Не ожидая ответа, Мельчаков подошел к столу, из пакета со сломанными сургучными печатями извлек бумагу и начал читать:
«Застрожный Евсей Фотиевич. Год рождения 1900-й. Место рождения: станица Вишняковская бывшей Кубанской области. Семейное положение: холост. Русский. Сословие: кубанский казак. В годы гражданской войны служил у Шкуро сперва рядовым казаком, и позже, перед бегством в Турцию, получил нашивки казачьего урядника. Его отец Фотий Кириллович и брат Мефодий Фотиевич погибли в боях с красными конниками Ивана Кочубея. После своего бегства за рубеж Застрожный Е. Ф. первые годы жил в Стамбуле, затем в Германии и во Франции. Перед войной переправился через океан и лет десять находился в Мексике, в частности в городе Леоне. После войны вернулся в Европу в надежде получить право въезда в Советский Союз. Политической деятельностью не занимался. Последние годы проживал в Югославии — приморском городе Дубровнике. Советское правительство находит возможным удовлетворить просьбу гр-на Застрожного Е. Ф. о возвращении на постоянное жительство в родную станицу Вишняковскую Усть-Калитвинского района Южного края при условии положительного ответа со стороны родственников Застрожного Е. Ф. и отсутствия возражений со стороны жителей станицы». Что теперь еще не ясно?
— Где же он будет жить? — спросила Аниса.
— Известно, в Вишняковской. — И Мельчаков зашагал по кабинету. — Так что, Аниса Саввишна, теперь тебе надобно подумать о политико-воспитательной работе с репатриантом.
Все невесело улыбнулись, понимая шутку.
— Мне можно сказать? — поднялся Журбенко. — Я насчет того, что приютить и накормить, как советует поэзия, — это хорошо, сказать, человечно. А по какой, извиняюсь, статье расходов? Откуда взять деньги для питания?

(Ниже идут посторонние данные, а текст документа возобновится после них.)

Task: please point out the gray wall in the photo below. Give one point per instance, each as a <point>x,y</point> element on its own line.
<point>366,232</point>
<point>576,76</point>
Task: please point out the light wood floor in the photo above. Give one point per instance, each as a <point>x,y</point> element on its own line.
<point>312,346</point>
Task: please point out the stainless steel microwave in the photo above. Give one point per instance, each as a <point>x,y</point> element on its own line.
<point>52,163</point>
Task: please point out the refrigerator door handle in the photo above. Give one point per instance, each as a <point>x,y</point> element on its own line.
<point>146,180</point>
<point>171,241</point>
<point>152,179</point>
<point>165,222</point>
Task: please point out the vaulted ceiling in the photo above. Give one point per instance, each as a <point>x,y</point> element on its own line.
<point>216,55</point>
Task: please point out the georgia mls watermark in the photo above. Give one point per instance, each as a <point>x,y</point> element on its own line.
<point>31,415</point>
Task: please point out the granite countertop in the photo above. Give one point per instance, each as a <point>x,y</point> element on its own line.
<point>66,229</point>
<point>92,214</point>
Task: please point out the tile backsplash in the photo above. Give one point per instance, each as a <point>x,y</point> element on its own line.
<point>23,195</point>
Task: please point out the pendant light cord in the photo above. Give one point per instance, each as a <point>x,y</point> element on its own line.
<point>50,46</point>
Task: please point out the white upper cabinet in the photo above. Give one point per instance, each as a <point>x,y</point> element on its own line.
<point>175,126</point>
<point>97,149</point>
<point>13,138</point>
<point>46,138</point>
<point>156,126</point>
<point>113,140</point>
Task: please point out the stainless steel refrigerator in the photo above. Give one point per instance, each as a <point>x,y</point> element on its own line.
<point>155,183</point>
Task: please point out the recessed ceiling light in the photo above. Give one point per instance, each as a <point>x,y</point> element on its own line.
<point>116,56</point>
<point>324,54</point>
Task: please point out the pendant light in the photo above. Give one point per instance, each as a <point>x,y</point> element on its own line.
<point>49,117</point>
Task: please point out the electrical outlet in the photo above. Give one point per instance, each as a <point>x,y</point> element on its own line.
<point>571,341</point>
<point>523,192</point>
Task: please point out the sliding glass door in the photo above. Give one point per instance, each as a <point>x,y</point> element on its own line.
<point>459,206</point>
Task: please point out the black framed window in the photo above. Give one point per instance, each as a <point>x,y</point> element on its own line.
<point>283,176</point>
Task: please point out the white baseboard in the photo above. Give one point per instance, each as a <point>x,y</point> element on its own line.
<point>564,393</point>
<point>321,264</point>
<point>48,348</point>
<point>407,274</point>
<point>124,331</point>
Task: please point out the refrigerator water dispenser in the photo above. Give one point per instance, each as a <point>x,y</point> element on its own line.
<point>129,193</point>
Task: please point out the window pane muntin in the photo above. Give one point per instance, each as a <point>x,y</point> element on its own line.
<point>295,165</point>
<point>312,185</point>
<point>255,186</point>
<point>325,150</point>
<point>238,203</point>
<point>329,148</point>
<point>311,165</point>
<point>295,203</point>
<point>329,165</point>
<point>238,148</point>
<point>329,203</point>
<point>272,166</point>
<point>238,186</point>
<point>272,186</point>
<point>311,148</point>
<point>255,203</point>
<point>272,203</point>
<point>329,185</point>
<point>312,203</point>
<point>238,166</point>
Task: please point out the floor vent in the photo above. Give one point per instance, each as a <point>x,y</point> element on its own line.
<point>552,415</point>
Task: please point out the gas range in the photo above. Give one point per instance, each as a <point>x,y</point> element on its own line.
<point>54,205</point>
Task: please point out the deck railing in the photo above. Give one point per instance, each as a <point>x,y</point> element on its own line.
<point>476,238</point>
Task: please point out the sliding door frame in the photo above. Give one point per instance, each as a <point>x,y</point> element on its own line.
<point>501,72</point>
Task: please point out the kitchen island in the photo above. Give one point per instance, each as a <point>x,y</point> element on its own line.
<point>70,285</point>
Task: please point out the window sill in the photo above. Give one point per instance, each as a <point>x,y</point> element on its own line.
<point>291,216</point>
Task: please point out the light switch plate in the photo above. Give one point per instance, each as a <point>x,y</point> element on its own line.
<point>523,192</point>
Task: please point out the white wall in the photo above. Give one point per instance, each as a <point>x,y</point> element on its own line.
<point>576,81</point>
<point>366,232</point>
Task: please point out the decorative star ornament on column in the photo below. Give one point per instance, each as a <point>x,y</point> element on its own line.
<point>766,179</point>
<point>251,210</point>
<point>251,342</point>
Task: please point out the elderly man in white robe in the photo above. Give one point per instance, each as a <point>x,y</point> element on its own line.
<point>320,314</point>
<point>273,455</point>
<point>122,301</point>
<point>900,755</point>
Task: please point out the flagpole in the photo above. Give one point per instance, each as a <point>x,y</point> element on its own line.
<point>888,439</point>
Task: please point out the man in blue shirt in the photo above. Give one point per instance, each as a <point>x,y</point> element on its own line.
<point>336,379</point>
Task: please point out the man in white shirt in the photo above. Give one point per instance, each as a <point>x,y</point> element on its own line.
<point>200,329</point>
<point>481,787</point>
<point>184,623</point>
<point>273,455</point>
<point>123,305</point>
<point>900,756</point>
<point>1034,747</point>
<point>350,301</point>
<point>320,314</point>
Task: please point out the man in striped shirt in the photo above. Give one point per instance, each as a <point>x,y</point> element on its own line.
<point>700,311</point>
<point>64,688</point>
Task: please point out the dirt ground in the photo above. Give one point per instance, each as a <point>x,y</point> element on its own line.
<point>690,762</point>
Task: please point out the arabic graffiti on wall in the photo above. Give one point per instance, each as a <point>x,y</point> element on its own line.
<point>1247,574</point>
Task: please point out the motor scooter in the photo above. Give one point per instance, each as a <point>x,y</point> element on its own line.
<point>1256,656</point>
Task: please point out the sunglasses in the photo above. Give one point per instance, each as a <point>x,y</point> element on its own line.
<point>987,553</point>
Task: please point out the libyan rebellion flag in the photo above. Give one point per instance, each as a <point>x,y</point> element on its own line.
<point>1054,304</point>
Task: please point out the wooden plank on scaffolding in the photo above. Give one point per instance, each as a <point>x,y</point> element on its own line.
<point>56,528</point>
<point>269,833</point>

— Сперва надо выяснить, есть ли у Застрожного родичи, а если есть, то готовы ли они взять возвращение на свое иждивение. — Майор повернулся на скрипучих подошвах и строго посмотрел на Журбенко. — Если же колхоз готов проявить гуманность, то не мне, Журбенко, учить тебя и давать советы, как и где изыскивать подходящую статью расходов. Так я понимаю? К тому же, если говорить откровенно, то богатая сельхозартель «Эльбрус» не обеднеет и тем более не разорится, если материально поможет одному человеку. Правильно я говорю? Но сперва давайте выясним вопрос о родичах. Николай Федорович, начнем с тебя. Кто он тебе, этот Застрожный Евсей Фотиевич?
— Никто! — с гневом ответил Николай.
— Не дуйся и не злись, — с улыбкой сказал Мельчаков. — А если спокойно подумать, если поискать в уме?
— Что искать? Нечего искать! Я этого шкуровца не терял и искать не собираюсь. И я говорю: никакого родства со шкуровцами у меня не было и нет.
— А если спокойно, если без нервов? — Мельчаков улыбнулся разгневанному Николаю. — Может, доводишься ему внучатым племянником?
— В нашем роду шкуровцев и вообще белогвардейцев не было и нет! — резко ответил Николай. — Разве мало на Кубани однофамильцев?